Es obvio que el eterno problema de fondo, el más sensible, siempre fue el Sáhara. Viene siendo así desde hace décadas. Pero la chapuza del viaje de Brahim Gali es propia de Pepe Gotera y Otilio. No había urgencia médica: el jefe polisario estaba en el mejor hospital de Argelia, con condiciones sanitarias iguales o superiores al de Logroño. Y la fantasía de que podía hacerse el traslado a espaldas de Rabat y despistando a sus servicios de información (entre los más poderosos del mundo) roza lo pánfilo. Abundan los expertos que, a falta de mejor explicación, concluyen que Sánchez y su ministra han sido víctimas de una trampa urdida en Argelia para provocar justamente este grave altercado entre España y Marruecos.
España tiene desde siempre cuatro prioridades en el mundo. La primera es la Unión Europea, aunque hace tiempo que eso dejó de ser política exterior. Las otras son Latinoamérica, Estados Unidos y el Magreb. En esos tres escenarios, el balance y la desatención de nuestros tres últimos presidentes son desoladores.

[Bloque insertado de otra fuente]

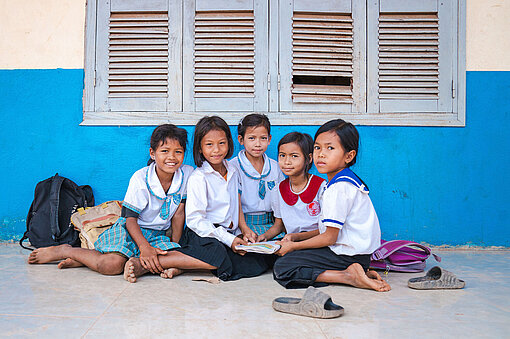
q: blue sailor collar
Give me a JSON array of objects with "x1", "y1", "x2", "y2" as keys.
[
  {"x1": 145, "y1": 162, "x2": 184, "y2": 200},
  {"x1": 237, "y1": 150, "x2": 271, "y2": 180},
  {"x1": 326, "y1": 168, "x2": 368, "y2": 194}
]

España lleva demasiados años absorta en su cateta mismidad y despojada por sus gobernantes de una política exterior reconocible.
Pocas veces se concentró tanto peligro potencial en los 13 kilómetros que separan dos continentes. Es mucho lo que está en juego y la situación es muy alarmante. Antes de que el daño sea irreparable, es preciso que el presidente del Gobierno escuche a quienes más y mejor saben; y que estos empiecen por explicarle que no es buena idea tratar al Reino de Marruecos como si fuera el PSOE de Andalucía.